The Dorchester Group swung to a £10.31m pre-tax loss in 2019 as political and economic uncertainty in the UK and continental Europe, and the outcry against its owner’s anti-LGBT laws, hit business.

 

The group owns the five-red-AA-star, 250-bedroom Dorchester hotel in London (pictured) and leases the five-red-AA-star, 46-bedroom 45 Park Lane opposite, as well as the five-red-AA-star, 70-bedroom Coworth Park in Ascot, Berkshire. Its portfolio also includes properties in Los Angeles, Rome, Milan and Paris.

 

In 2019, Brunei was set to introduce laws making gay sex and adultery punishable by stoning to death, although backtracked on enforcing the laws.
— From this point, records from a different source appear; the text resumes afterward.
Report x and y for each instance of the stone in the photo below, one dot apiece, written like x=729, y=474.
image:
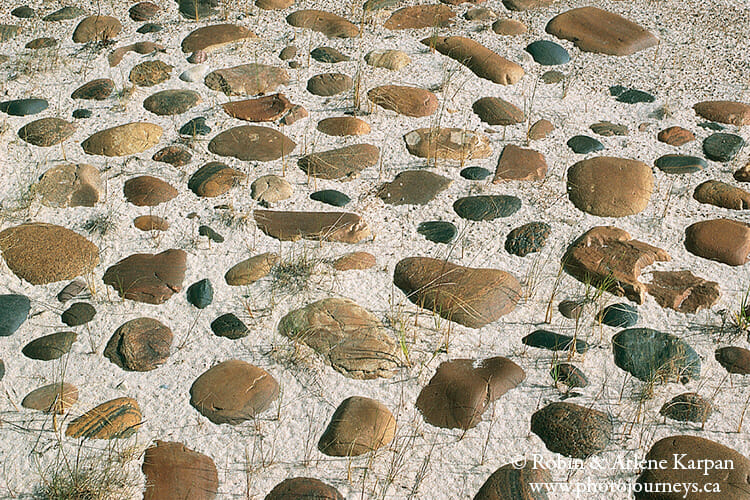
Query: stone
x=447, y=144
x=413, y=187
x=512, y=481
x=327, y=23
x=731, y=112
x=519, y=164
x=14, y=309
x=572, y=430
x=331, y=197
x=495, y=111
x=174, y=471
x=78, y=314
x=675, y=136
x=141, y=344
x=148, y=278
x=683, y=291
x=96, y=29
x=730, y=480
x=343, y=125
x=303, y=488
x=722, y=240
x=24, y=107
x=345, y=227
x=527, y=238
x=200, y=294
x=610, y=187
x=115, y=419
x=251, y=270
x=404, y=100
x=687, y=407
x=358, y=426
x=607, y=257
x=722, y=147
x=53, y=398
x=479, y=59
x=233, y=391
x=208, y=38
x=680, y=164
x=70, y=185
x=46, y=132
x=473, y=297
x=43, y=253
x=420, y=16
x=355, y=260
x=595, y=30
x=438, y=231
x=123, y=140
x=548, y=53
x=392, y=59
x=583, y=144
x=247, y=79
x=350, y=338
x=486, y=207
x=148, y=191
x=462, y=389
x=735, y=359
x=654, y=356
x=270, y=188
x=341, y=163
x=49, y=347
x=252, y=143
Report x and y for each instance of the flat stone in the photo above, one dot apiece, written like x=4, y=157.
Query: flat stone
x=252, y=143
x=53, y=398
x=327, y=23
x=208, y=38
x=420, y=16
x=462, y=389
x=479, y=59
x=149, y=278
x=528, y=238
x=247, y=79
x=610, y=187
x=413, y=187
x=43, y=253
x=115, y=419
x=595, y=30
x=519, y=164
x=148, y=191
x=233, y=391
x=608, y=257
x=46, y=132
x=358, y=426
x=572, y=430
x=722, y=240
x=173, y=470
x=49, y=347
x=472, y=297
x=486, y=207
x=447, y=144
x=123, y=140
x=654, y=356
x=350, y=338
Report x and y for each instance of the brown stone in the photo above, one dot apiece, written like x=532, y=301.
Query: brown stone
x=608, y=257
x=148, y=278
x=473, y=297
x=519, y=164
x=44, y=253
x=345, y=227
x=461, y=390
x=233, y=391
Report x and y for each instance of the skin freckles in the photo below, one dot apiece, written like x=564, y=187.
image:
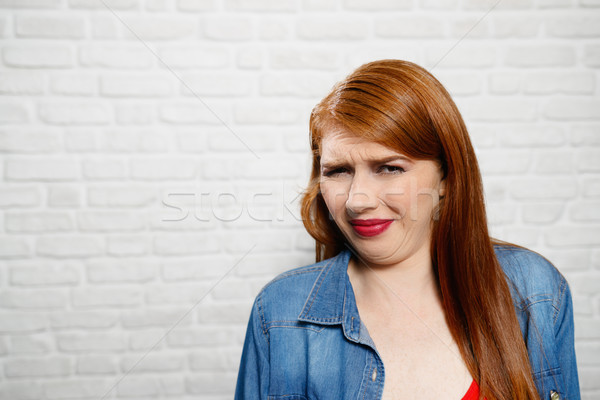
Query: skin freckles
x=364, y=180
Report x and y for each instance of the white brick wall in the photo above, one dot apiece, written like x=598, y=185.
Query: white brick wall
x=122, y=254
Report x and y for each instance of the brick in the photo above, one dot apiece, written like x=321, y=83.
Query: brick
x=76, y=389
x=269, y=113
x=135, y=86
x=11, y=247
x=588, y=353
x=31, y=344
x=408, y=27
x=138, y=387
x=534, y=136
x=51, y=169
x=250, y=58
x=216, y=84
x=505, y=82
x=202, y=336
x=43, y=299
x=189, y=56
x=32, y=222
x=30, y=3
x=18, y=322
x=591, y=56
x=64, y=196
x=110, y=271
x=553, y=82
x=591, y=188
x=540, y=56
x=572, y=236
x=222, y=360
x=554, y=162
x=112, y=4
x=28, y=141
x=185, y=244
x=207, y=383
x=160, y=28
x=47, y=275
x=74, y=84
x=18, y=196
x=273, y=29
x=128, y=245
x=332, y=28
x=176, y=294
x=474, y=56
x=193, y=113
x=196, y=5
x=65, y=113
x=157, y=318
x=13, y=113
x=38, y=56
x=460, y=83
x=152, y=363
x=504, y=162
x=575, y=26
x=298, y=58
x=117, y=57
x=470, y=27
x=295, y=84
x=135, y=114
x=21, y=82
x=543, y=188
x=585, y=211
x=50, y=26
x=500, y=109
x=203, y=268
x=26, y=390
x=106, y=297
x=105, y=168
x=87, y=320
x=121, y=196
x=377, y=5
x=37, y=367
x=515, y=26
x=585, y=135
x=228, y=28
x=163, y=169
x=569, y=108
x=96, y=365
x=70, y=246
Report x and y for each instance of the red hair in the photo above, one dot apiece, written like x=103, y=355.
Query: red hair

The Dorchester Collection is owned by the Brunei Investment Agency, the sovereign wealth fund of the Sultan of Brunei.

 

The news regarding the new laws was followed by calls for a boycott of the company's nine global hotels, notably by actor George Clooney. The company was previously hit by a boycott from prominent members of the fashion, media and travel industries following the implementation of a series of harsh Islamic laws by the Sultan in 2014.

 

Personal abuse directed at the staff of Dorchester Collection hotels led to the temporary closure of the group's social media accounts and protests took place outside the group's London Park Lane property.

 

The group had reported a profit of £28.5m in 2018, however 2019 saw revenue drop from £411.15m to £373.1m. Its properties in the US also saw decreases in both revenue and operating results.

 

The group’s hotel occupancy rate was 60%, a fall from 76% the previous year, while the average room rate increased from £633 to £672 and revenue per available room (revpar) decreased from £481 to £402.

 

Financial results filed with Companies House said directors were satisfied the business can continue as a going concern and will continue owning, leasing and managing hotels for the foreseeable future as well as continuing to look for other opportunities, including acquisitions and third party management contracts.

 

The documents also said the parent entity has indicated that it would be willing to support the company should cash funding be required.